A proposta havia sido aprovada pelo Congresso Nacional em dezembro e estabelecia novas regras para a dosimetria das penas nos casos de tentativa de golpe de Estado e de atentado ao regime democrático, quando praticados no mesmo contexto. Na prática, o texto previa a aplicação apenas da pena mais grave, em vez da soma das punições, além de reduzir os prazos para progressão de regime prisional.
Durante o ato oficial, o presidente destacou que os responsáveis pelos ataques de 8 de janeiro de 2023 foram julgados com base no devido processo legal. Segundo Lula, os réus tiveram direito à ampla defesa e foram condenados a partir de provas reunidas ao longo das investigações conduzidas pelas instituições competentes.
O chefe do Executivo também mencionou a atuação do Supremo Tribunal Federal no julgamento dos casos relacionados aos atos antidemocráticos. De acordo com ele, a Corte manteve sua atuação dentro dos parâmetros legais, apesar das pressões e ameaças registradas ao longo do processo.
Ao encerrar o discurso, Lula ressaltou a importância da preservação da memória histórica para a defesa do regime democrático, afirmando que o país não pode relativizar episódios que atentaram contra a ordem constitucional. A manifestação ocorreu no contexto das atividades institucionais que relembraram a invasão ao Congresso Nacional, ao Palácio do Planalto e ao Supremo Tribunal Federal por manifestantes contrários ao resultado das eleições de 2022.

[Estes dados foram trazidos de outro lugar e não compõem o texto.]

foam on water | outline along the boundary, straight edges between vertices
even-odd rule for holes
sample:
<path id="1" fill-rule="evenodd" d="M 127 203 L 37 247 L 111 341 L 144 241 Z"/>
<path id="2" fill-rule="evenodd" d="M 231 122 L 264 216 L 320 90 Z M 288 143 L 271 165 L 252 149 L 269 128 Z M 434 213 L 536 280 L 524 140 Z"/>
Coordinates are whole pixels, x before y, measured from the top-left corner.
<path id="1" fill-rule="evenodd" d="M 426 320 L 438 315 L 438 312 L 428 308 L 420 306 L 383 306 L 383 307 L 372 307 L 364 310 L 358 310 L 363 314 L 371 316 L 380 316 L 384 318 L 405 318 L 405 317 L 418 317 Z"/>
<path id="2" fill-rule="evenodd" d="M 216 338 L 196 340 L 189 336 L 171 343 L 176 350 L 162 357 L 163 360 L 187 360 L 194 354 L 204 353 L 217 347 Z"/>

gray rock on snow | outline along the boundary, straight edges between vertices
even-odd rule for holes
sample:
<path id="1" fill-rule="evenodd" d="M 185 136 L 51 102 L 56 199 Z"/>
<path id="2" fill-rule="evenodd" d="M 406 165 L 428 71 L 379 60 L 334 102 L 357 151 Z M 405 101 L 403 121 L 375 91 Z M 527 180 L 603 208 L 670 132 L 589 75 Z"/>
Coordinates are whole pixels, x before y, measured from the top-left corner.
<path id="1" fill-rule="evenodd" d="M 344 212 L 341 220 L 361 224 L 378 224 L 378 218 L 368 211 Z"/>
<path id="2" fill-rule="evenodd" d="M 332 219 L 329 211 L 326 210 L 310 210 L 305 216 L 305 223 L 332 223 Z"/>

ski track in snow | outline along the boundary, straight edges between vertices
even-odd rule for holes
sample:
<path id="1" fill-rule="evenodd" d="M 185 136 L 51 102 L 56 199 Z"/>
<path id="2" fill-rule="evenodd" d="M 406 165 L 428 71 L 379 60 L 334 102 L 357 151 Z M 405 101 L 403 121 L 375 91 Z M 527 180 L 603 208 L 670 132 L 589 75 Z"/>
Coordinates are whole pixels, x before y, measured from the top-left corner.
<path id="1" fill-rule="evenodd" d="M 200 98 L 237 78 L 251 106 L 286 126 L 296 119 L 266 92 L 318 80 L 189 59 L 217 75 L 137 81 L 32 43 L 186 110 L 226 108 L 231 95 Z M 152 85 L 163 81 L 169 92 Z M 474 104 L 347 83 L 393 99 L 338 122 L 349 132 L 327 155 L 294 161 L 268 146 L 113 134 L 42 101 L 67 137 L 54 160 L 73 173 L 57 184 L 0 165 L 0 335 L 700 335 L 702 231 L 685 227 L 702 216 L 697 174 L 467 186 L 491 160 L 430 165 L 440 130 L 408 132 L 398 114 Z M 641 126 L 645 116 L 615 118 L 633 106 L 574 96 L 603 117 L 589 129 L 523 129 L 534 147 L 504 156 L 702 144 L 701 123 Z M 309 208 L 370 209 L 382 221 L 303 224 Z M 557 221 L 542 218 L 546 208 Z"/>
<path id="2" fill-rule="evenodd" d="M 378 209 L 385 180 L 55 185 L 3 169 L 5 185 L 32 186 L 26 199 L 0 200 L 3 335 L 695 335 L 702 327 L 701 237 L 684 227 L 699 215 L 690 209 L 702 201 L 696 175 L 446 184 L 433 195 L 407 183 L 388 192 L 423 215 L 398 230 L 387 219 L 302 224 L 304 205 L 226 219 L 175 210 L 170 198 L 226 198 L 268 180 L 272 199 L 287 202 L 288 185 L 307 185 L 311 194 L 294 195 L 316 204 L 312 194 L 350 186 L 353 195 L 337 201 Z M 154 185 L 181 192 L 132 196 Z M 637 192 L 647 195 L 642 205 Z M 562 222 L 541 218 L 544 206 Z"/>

Com o veto presidencial, o Projeto de Lei nº 2.162/2023 retorna ao Congresso Nacional, que poderá manter ou derrubar a decisão do Executivo. Caso entrasse em vigor, a proposta poderia impactar condenações relacionadas aos atos de 8 de janeiro, além de alterar regras de progressão de pena para outros crimes previstos no Código Penal.